Pub Date : 2026-02-07 DOI: 10.1021/acs.orglett.5c04906

Tian-Yuan Zhang, Chun-Yan Peng, Bin Liu, YuanHu Mao, Liang Ding, Hui-Min Qin, XiangKai Kong, JinGang Peng, Xiang-Zhi Luo, Yu-Die Zhang, JiaYu Huang, Ran Xu, JianTa Wang, Lei Tang

The asymmetric total synthesis of (+)-subincanadine F has been achieved in only 9 steps from commercial tryptamine. A key step involves an Organo-SOMO-catalyzed α-arylation of aldehydes to construct the azepino[4,5-b]indole core. Finally, a subsequent intramolecular aza-Michael addition process leads to the formation of the 1-azabicyclo[4.3.1]decane framework. In addition, this Organo-SOMO catalytic strategy features a broad substrate scope, with diverse functionalized products afforded in generally moderate to good yields and good to excellent enantioselectivities.

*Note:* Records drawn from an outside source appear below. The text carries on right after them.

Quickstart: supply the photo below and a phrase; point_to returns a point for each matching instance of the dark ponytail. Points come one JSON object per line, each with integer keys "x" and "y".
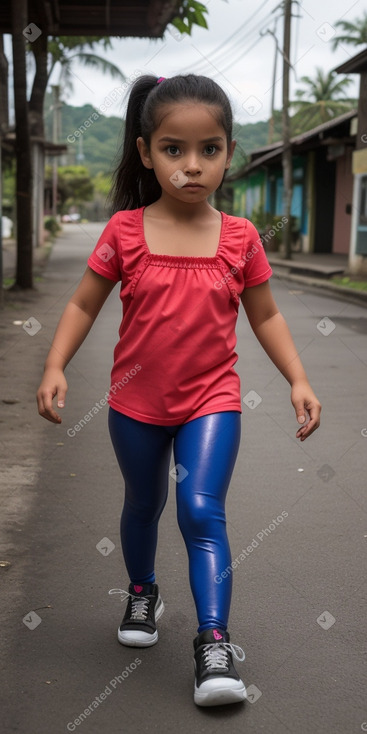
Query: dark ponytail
{"x": 134, "y": 185}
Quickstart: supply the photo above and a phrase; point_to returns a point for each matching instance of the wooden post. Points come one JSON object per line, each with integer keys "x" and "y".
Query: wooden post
{"x": 287, "y": 150}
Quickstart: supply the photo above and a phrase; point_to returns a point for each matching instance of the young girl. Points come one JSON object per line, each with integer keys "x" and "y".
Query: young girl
{"x": 183, "y": 267}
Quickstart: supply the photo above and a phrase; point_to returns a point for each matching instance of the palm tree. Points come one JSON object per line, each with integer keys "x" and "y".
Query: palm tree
{"x": 323, "y": 99}
{"x": 50, "y": 52}
{"x": 353, "y": 33}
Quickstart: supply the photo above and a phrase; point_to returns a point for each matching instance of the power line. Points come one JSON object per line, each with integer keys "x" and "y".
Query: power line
{"x": 216, "y": 56}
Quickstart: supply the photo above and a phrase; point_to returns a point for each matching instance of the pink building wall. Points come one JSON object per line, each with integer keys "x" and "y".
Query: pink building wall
{"x": 343, "y": 198}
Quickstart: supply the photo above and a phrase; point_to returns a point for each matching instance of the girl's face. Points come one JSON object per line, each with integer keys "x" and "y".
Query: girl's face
{"x": 188, "y": 151}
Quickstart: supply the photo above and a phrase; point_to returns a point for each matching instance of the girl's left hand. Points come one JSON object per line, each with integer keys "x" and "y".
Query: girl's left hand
{"x": 306, "y": 405}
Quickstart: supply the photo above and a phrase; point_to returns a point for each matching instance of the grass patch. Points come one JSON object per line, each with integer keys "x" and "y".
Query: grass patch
{"x": 357, "y": 285}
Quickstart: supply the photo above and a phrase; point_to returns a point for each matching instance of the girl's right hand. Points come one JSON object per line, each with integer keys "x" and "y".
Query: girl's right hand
{"x": 53, "y": 383}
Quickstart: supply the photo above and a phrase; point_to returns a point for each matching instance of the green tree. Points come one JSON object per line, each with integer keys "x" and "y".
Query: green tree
{"x": 323, "y": 99}
{"x": 353, "y": 33}
{"x": 74, "y": 186}
{"x": 190, "y": 13}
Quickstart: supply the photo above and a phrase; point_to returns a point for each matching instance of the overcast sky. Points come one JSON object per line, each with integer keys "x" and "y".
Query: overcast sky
{"x": 232, "y": 52}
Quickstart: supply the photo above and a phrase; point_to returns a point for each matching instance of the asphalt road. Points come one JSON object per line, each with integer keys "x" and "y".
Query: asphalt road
{"x": 297, "y": 523}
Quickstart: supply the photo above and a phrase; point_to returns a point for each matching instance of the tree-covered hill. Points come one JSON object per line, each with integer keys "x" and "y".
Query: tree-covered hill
{"x": 95, "y": 140}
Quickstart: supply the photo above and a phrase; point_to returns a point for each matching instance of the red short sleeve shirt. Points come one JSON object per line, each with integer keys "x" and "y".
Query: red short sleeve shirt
{"x": 175, "y": 357}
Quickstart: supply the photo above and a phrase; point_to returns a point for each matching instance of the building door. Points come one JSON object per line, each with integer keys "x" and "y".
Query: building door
{"x": 324, "y": 182}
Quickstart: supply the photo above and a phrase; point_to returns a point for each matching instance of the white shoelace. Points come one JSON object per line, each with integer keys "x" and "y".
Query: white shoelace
{"x": 139, "y": 604}
{"x": 216, "y": 655}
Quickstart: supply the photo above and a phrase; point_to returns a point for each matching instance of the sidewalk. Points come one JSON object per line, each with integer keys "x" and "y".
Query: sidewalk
{"x": 310, "y": 269}
{"x": 317, "y": 270}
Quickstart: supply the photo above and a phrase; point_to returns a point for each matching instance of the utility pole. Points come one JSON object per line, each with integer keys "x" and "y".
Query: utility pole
{"x": 272, "y": 104}
{"x": 287, "y": 151}
{"x": 55, "y": 139}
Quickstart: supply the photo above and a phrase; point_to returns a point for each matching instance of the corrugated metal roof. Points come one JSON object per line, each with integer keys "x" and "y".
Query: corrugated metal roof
{"x": 144, "y": 19}
{"x": 263, "y": 155}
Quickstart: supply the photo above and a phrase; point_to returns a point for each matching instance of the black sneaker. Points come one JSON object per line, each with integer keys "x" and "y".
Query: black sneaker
{"x": 216, "y": 679}
{"x": 145, "y": 606}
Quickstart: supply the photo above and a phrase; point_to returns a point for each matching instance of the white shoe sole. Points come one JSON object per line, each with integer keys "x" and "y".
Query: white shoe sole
{"x": 220, "y": 692}
{"x": 138, "y": 638}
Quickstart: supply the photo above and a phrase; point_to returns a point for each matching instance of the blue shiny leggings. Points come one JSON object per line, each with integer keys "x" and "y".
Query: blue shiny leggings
{"x": 206, "y": 450}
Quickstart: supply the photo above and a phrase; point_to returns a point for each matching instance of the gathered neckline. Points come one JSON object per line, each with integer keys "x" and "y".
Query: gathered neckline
{"x": 170, "y": 259}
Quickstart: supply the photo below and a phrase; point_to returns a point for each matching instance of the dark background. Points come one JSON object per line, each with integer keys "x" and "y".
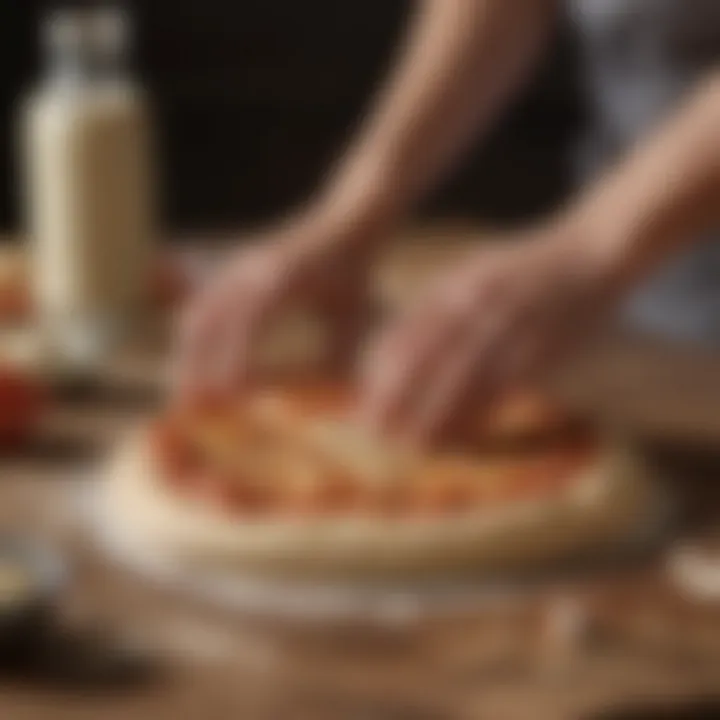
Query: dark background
{"x": 253, "y": 99}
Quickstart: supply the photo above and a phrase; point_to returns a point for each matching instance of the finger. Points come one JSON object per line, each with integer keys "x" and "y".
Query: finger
{"x": 241, "y": 335}
{"x": 395, "y": 369}
{"x": 465, "y": 385}
{"x": 195, "y": 341}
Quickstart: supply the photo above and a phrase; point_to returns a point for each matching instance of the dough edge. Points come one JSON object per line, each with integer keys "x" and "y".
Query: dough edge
{"x": 611, "y": 501}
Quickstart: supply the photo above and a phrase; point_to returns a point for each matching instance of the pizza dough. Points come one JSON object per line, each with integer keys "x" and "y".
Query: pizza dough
{"x": 608, "y": 500}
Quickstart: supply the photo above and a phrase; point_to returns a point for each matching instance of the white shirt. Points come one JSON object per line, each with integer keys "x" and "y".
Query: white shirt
{"x": 640, "y": 58}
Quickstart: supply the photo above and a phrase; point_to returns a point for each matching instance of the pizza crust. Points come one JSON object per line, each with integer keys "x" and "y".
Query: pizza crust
{"x": 611, "y": 501}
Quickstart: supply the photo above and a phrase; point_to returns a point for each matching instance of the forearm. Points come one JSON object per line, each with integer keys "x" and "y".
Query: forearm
{"x": 462, "y": 60}
{"x": 664, "y": 196}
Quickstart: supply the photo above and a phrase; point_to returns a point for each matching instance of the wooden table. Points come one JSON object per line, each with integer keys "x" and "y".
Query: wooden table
{"x": 641, "y": 639}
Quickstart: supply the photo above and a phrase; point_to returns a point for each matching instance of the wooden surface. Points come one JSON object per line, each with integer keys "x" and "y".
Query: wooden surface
{"x": 642, "y": 639}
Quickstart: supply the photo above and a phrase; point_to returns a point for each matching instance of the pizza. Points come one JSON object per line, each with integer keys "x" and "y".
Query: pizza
{"x": 283, "y": 481}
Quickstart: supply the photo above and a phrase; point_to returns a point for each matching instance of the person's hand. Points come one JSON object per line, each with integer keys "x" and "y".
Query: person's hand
{"x": 308, "y": 263}
{"x": 493, "y": 323}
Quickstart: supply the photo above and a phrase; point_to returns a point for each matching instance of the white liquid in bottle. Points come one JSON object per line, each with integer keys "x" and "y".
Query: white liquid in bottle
{"x": 88, "y": 191}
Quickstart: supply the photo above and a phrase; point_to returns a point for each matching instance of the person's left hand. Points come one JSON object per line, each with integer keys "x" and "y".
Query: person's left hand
{"x": 493, "y": 323}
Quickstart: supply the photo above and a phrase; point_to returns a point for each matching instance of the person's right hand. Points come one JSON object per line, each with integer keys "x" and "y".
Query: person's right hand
{"x": 311, "y": 264}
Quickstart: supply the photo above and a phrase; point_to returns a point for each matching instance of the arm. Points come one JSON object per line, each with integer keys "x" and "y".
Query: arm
{"x": 461, "y": 62}
{"x": 510, "y": 313}
{"x": 663, "y": 196}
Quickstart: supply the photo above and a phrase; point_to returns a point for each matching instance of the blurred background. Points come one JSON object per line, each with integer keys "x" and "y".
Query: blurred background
{"x": 254, "y": 99}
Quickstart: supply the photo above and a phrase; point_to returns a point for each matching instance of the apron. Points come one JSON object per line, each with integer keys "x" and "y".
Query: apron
{"x": 639, "y": 60}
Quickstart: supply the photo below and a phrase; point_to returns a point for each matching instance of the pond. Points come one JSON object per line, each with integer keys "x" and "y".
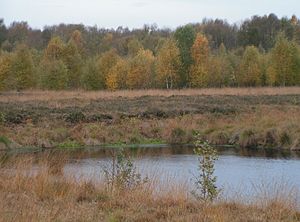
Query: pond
{"x": 243, "y": 172}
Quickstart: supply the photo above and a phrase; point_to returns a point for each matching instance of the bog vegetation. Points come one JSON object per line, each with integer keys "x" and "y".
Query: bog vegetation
{"x": 262, "y": 51}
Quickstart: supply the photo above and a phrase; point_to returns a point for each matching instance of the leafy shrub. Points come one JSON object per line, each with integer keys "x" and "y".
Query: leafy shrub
{"x": 285, "y": 139}
{"x": 178, "y": 136}
{"x": 121, "y": 174}
{"x": 206, "y": 189}
{"x": 271, "y": 137}
{"x": 248, "y": 138}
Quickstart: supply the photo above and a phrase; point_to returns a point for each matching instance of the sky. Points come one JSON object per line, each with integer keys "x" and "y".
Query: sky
{"x": 136, "y": 13}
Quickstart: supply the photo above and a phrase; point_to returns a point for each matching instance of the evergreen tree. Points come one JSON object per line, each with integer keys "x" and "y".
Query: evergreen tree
{"x": 185, "y": 37}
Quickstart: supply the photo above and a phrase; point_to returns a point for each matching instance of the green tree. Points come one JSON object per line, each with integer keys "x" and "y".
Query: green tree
{"x": 108, "y": 60}
{"x": 133, "y": 47}
{"x": 22, "y": 68}
{"x": 5, "y": 71}
{"x": 206, "y": 189}
{"x": 168, "y": 64}
{"x": 54, "y": 75}
{"x": 3, "y": 31}
{"x": 73, "y": 61}
{"x": 185, "y": 37}
{"x": 200, "y": 69}
{"x": 285, "y": 62}
{"x": 140, "y": 74}
{"x": 250, "y": 69}
{"x": 78, "y": 40}
{"x": 54, "y": 49}
{"x": 92, "y": 78}
{"x": 117, "y": 77}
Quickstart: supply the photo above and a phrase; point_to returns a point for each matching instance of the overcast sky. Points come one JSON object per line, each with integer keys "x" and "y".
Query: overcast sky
{"x": 135, "y": 13}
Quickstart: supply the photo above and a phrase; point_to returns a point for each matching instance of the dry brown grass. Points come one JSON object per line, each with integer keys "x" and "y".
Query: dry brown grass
{"x": 45, "y": 196}
{"x": 93, "y": 95}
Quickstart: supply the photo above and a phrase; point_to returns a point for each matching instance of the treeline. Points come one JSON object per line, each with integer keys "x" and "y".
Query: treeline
{"x": 262, "y": 51}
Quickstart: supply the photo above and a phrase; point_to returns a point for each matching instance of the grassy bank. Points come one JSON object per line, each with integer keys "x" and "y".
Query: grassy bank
{"x": 262, "y": 117}
{"x": 48, "y": 195}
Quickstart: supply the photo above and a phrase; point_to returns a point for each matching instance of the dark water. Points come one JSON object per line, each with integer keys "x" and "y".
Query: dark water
{"x": 244, "y": 172}
{"x": 239, "y": 171}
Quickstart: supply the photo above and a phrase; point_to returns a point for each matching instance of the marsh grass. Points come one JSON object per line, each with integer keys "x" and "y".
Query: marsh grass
{"x": 92, "y": 95}
{"x": 31, "y": 193}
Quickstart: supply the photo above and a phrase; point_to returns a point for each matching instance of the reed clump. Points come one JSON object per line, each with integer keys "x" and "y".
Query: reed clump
{"x": 30, "y": 190}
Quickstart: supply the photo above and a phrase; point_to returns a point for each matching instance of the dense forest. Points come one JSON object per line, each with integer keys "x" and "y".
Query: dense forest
{"x": 261, "y": 51}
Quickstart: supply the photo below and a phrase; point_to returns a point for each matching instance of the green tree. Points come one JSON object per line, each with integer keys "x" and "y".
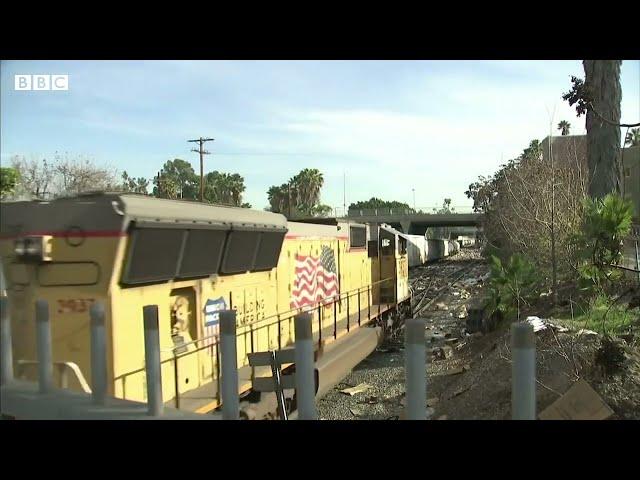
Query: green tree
{"x": 134, "y": 185}
{"x": 606, "y": 223}
{"x": 177, "y": 179}
{"x": 307, "y": 185}
{"x": 512, "y": 286}
{"x": 224, "y": 188}
{"x": 564, "y": 127}
{"x": 9, "y": 179}
{"x": 300, "y": 196}
{"x": 633, "y": 138}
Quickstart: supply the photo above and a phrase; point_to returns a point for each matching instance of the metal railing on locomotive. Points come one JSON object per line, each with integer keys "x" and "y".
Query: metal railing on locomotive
{"x": 256, "y": 326}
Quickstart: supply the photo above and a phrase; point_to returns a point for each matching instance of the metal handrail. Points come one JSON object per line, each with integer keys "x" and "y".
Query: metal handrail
{"x": 295, "y": 311}
{"x": 62, "y": 366}
{"x": 334, "y": 300}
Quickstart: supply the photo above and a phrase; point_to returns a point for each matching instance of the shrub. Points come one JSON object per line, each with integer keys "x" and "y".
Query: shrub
{"x": 599, "y": 245}
{"x": 512, "y": 285}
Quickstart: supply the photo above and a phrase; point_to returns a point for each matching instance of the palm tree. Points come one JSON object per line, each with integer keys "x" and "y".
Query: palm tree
{"x": 564, "y": 127}
{"x": 224, "y": 188}
{"x": 633, "y": 138}
{"x": 277, "y": 198}
{"x": 308, "y": 184}
{"x": 602, "y": 80}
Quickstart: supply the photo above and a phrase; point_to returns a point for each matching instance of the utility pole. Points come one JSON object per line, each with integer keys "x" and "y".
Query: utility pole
{"x": 202, "y": 152}
{"x": 554, "y": 274}
{"x": 344, "y": 192}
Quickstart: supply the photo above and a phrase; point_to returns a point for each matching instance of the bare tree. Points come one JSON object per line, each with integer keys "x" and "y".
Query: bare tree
{"x": 520, "y": 210}
{"x": 36, "y": 177}
{"x": 77, "y": 175}
{"x": 44, "y": 179}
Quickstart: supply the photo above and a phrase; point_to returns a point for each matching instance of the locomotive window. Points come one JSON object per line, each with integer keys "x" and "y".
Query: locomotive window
{"x": 202, "y": 253}
{"x": 387, "y": 243}
{"x": 153, "y": 255}
{"x": 269, "y": 250}
{"x": 372, "y": 248}
{"x": 357, "y": 237}
{"x": 240, "y": 251}
{"x": 402, "y": 245}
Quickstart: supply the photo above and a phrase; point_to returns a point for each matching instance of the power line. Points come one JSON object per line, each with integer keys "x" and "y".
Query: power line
{"x": 201, "y": 141}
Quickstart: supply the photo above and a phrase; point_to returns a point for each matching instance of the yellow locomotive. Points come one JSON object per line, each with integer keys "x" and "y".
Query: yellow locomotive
{"x": 193, "y": 259}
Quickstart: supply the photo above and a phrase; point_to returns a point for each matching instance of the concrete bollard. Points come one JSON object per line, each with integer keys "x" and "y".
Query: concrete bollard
{"x": 6, "y": 352}
{"x": 523, "y": 383}
{"x": 229, "y": 359}
{"x": 98, "y": 355}
{"x": 152, "y": 360}
{"x": 305, "y": 366}
{"x": 416, "y": 375}
{"x": 43, "y": 347}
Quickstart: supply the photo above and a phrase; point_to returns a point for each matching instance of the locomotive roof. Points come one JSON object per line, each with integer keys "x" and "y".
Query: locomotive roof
{"x": 114, "y": 211}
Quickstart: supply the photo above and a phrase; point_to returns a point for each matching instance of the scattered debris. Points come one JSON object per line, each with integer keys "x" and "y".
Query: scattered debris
{"x": 584, "y": 331}
{"x": 460, "y": 391}
{"x": 580, "y": 402}
{"x": 355, "y": 411}
{"x": 442, "y": 353}
{"x": 361, "y": 387}
{"x": 459, "y": 370}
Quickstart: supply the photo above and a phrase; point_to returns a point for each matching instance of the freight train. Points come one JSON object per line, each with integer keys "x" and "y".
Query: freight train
{"x": 192, "y": 260}
{"x": 421, "y": 249}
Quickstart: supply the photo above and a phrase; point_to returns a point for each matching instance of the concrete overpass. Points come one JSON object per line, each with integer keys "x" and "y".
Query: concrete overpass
{"x": 415, "y": 223}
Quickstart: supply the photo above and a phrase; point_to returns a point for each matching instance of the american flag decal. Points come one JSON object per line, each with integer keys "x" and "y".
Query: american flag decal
{"x": 316, "y": 279}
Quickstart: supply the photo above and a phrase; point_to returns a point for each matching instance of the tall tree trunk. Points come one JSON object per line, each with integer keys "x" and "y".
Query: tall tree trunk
{"x": 602, "y": 79}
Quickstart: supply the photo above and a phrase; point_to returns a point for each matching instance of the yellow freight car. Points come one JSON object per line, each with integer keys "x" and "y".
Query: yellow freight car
{"x": 192, "y": 259}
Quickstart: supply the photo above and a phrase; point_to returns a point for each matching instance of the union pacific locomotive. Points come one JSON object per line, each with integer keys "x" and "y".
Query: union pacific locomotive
{"x": 191, "y": 259}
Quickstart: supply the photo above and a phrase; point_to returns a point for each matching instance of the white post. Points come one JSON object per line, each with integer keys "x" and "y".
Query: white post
{"x": 6, "y": 368}
{"x": 523, "y": 393}
{"x": 152, "y": 360}
{"x": 416, "y": 375}
{"x": 305, "y": 378}
{"x": 229, "y": 359}
{"x": 98, "y": 355}
{"x": 43, "y": 347}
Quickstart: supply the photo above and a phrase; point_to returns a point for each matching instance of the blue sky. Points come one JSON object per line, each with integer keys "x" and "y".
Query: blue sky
{"x": 390, "y": 126}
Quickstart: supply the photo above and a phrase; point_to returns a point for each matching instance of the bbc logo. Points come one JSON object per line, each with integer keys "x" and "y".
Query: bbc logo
{"x": 41, "y": 82}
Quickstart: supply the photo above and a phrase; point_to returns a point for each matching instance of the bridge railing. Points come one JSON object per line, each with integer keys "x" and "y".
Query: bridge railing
{"x": 374, "y": 212}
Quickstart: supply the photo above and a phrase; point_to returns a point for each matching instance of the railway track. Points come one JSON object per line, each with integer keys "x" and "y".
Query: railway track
{"x": 454, "y": 281}
{"x": 437, "y": 286}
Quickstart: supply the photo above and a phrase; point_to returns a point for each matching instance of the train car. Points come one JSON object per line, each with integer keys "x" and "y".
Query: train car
{"x": 192, "y": 260}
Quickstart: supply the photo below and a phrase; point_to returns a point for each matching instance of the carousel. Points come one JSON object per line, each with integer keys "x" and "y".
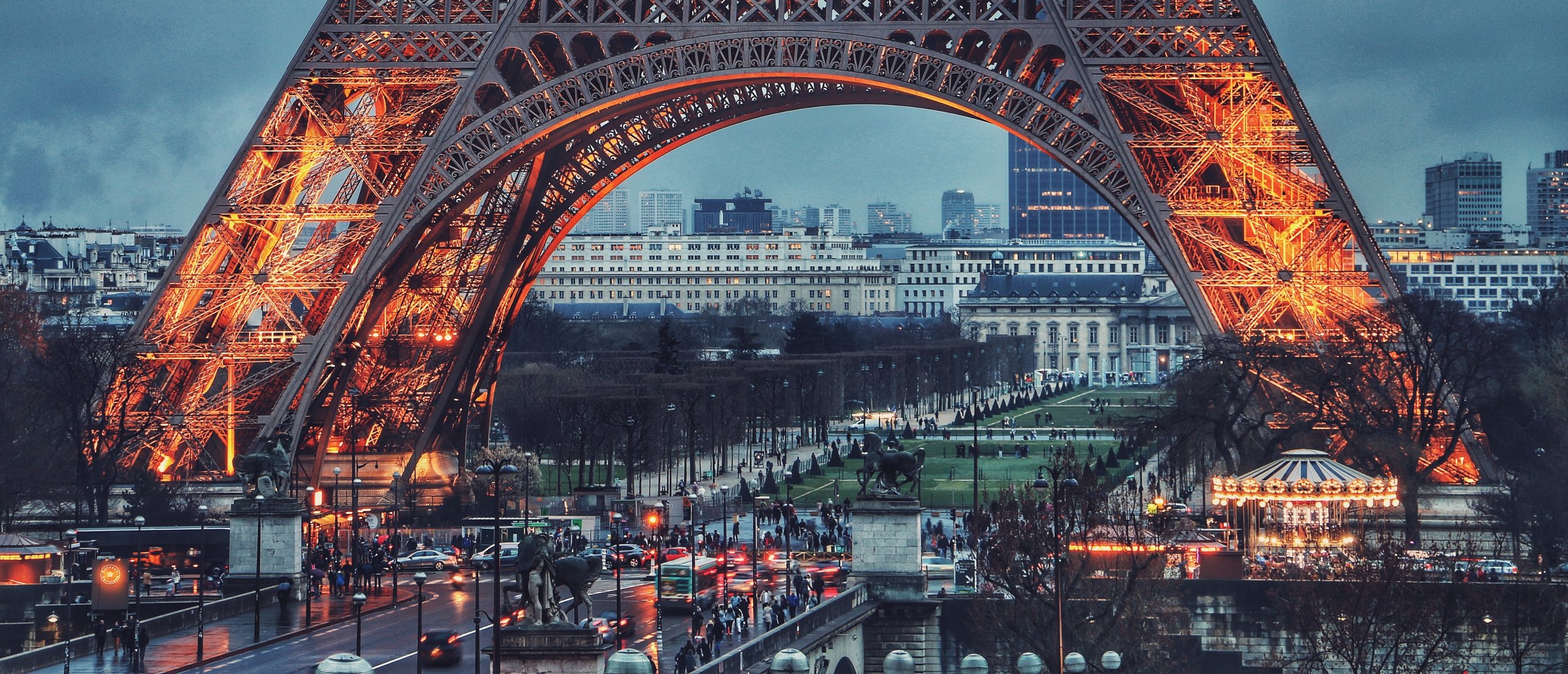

以商业色胺为原料，仅用9步就合成了(+)-subincanadine F。其中一个关键步骤是有机somo催化的醛类α-芳基化，以构建氮杂平[4,5-b]吲哚核心。最后，随后的分子内aza-Michael加成过程导致1-azabicyclo[4.3.1]十烷框架的形成。此外，这种有机somo催化策略具有广泛的底物范围，具有多种功能化产物，通常具有中等到良好的产率和良好到优异的对映选择性。

引用次数: 0

Synthesis of Enantioenriched Difluoromethylated Allenes via Copper-Catalyzed Stereospecific Difluoromethylation. 铜催化立体定向二氟甲基化合成富对映体二氟甲基化烯。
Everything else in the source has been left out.